What is it?
The Quality Payment Program is a CMS pay-for-performance program that affects Medicare Part B professional services reimbursement. There are two payment tracks under the QPP:
- Advanced Alternative Payment Models (APMs): Only clinicians who take on significant downside financial risk in Advanced APMs are eligible. Participants in the APM track earn incentives such as a 5% bonus in the first six years of the program and do not need to report performance data under the QPP.
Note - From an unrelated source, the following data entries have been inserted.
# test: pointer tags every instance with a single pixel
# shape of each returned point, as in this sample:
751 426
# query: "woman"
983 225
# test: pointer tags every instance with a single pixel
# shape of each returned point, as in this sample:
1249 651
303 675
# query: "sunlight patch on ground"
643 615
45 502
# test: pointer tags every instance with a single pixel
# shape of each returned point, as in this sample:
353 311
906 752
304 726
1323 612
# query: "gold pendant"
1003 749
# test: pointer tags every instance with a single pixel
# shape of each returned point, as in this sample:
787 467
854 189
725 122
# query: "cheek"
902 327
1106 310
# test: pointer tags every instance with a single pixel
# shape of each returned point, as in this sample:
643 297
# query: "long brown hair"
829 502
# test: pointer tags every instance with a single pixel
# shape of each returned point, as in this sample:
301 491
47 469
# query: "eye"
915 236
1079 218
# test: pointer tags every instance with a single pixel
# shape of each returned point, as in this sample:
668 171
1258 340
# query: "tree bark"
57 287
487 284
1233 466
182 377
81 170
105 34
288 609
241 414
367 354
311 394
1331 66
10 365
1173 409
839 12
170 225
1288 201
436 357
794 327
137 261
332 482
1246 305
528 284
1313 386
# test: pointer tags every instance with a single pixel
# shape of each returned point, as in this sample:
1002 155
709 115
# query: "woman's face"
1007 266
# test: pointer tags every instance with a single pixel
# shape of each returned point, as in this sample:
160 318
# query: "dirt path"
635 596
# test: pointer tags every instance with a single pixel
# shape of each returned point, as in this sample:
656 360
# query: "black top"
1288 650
- Merit-Based Incentive Payment System (MIPS): Participants are evaluated on performance across four categories: quality, cost, improvement activities for care delivery, and promoting interoperability through electronic health record (EHR) use. Participants earn incentives or penalties based on their overall performance. Most clinicians in the QPP participate in the MIPS track.
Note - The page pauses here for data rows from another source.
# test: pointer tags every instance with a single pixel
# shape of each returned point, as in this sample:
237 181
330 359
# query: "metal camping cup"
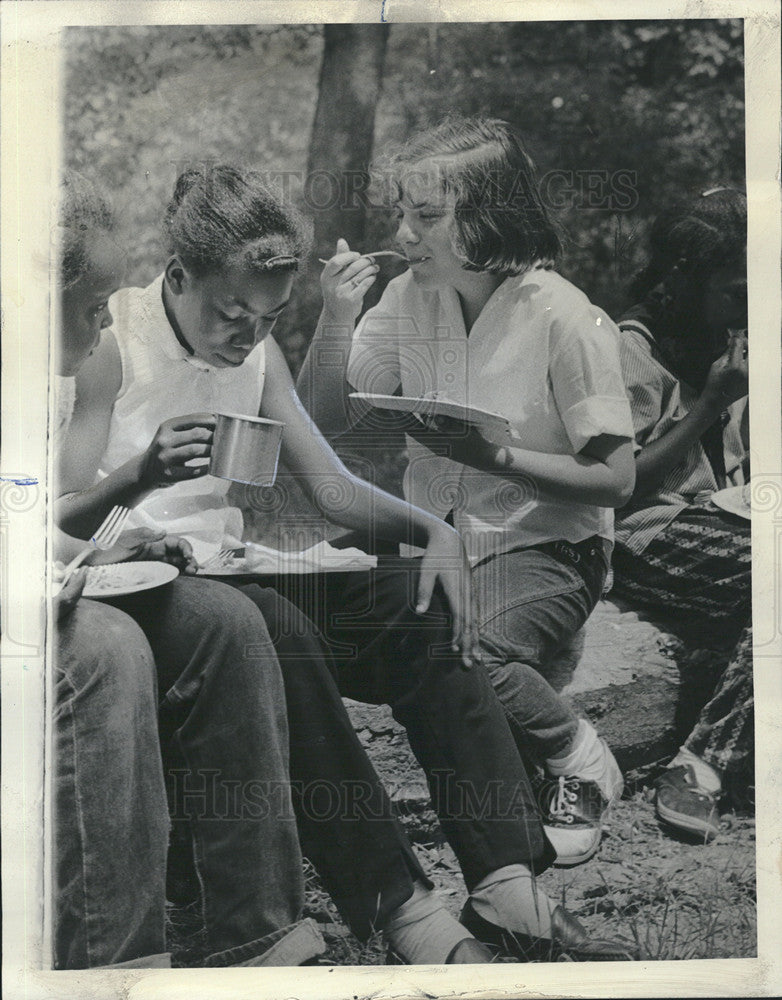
246 449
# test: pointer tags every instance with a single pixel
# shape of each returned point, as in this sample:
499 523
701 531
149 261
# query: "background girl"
197 338
684 360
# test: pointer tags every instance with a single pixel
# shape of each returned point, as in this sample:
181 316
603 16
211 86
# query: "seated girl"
481 318
197 339
684 360
110 804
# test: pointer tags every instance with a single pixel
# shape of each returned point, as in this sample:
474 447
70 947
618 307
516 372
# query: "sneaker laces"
562 805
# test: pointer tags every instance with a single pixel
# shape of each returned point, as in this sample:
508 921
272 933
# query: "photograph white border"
29 165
The 2015 Medicare Access and CHIP Reauthorization Act (MACRA) set annual baseline payment updates for clinicians and established the QPP. The first performance year began on January 1, 2017. Performance affects payment two years later, so 2019 was the first year clinicians began to see payment adjustments. CMS will continue to evolve the QPP through annual updates in the Medicare Physician Fee Schedule (MPFS) regulations.
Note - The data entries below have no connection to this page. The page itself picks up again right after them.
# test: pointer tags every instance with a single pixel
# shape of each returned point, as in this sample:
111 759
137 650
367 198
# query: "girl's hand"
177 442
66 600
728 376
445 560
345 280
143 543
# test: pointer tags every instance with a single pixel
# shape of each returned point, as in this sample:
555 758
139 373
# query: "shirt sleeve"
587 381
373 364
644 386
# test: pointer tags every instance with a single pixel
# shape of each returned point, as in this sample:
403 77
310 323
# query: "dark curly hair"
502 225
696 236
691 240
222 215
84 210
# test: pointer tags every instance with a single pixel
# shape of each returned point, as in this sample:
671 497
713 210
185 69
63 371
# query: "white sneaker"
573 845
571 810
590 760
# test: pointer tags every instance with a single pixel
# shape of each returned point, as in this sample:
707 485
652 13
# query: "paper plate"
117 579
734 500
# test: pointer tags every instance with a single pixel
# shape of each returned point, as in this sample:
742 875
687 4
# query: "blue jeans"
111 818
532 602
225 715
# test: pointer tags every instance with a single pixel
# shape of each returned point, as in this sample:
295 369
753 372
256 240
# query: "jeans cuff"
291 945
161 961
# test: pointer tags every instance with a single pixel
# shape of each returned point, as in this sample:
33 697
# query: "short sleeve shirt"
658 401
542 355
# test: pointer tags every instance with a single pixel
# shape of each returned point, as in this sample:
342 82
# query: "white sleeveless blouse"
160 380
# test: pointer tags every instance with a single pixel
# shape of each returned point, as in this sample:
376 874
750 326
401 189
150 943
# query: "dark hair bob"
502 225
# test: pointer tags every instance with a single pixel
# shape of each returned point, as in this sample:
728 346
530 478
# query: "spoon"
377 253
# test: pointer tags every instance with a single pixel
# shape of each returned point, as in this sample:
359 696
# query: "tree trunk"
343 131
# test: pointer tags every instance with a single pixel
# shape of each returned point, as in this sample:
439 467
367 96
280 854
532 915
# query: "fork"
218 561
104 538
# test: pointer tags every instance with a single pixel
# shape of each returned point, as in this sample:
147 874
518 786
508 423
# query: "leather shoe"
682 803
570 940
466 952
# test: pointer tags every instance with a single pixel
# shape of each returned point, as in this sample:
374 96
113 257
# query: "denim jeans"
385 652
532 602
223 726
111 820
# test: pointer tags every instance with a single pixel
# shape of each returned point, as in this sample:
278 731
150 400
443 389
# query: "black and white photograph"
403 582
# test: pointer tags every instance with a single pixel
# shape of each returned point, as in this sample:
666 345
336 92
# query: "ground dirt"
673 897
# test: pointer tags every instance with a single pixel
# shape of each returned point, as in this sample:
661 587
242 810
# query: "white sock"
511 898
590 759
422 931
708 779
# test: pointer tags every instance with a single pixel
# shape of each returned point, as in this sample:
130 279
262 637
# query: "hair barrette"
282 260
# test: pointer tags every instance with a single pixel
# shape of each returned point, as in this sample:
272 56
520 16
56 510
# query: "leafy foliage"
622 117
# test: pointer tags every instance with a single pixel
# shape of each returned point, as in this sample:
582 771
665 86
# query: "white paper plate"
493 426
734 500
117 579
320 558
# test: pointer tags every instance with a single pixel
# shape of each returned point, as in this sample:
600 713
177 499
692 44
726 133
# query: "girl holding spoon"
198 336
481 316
The QPP applies to clinicians who bill Medicare Part B and meet the eligibility criteria established by CMS, regardless of clinical setting. Examples of eligible clinicians include physicians, physician assistants, nurse practitioners, clinical nurse specialists, and certified registered nurse anesthetists (the list of eligible clinicians also includes physical therapists, occupational therapists, clinical psychologists, speech language pathologists, audiologists, and registered dietitians or nutrition professionals).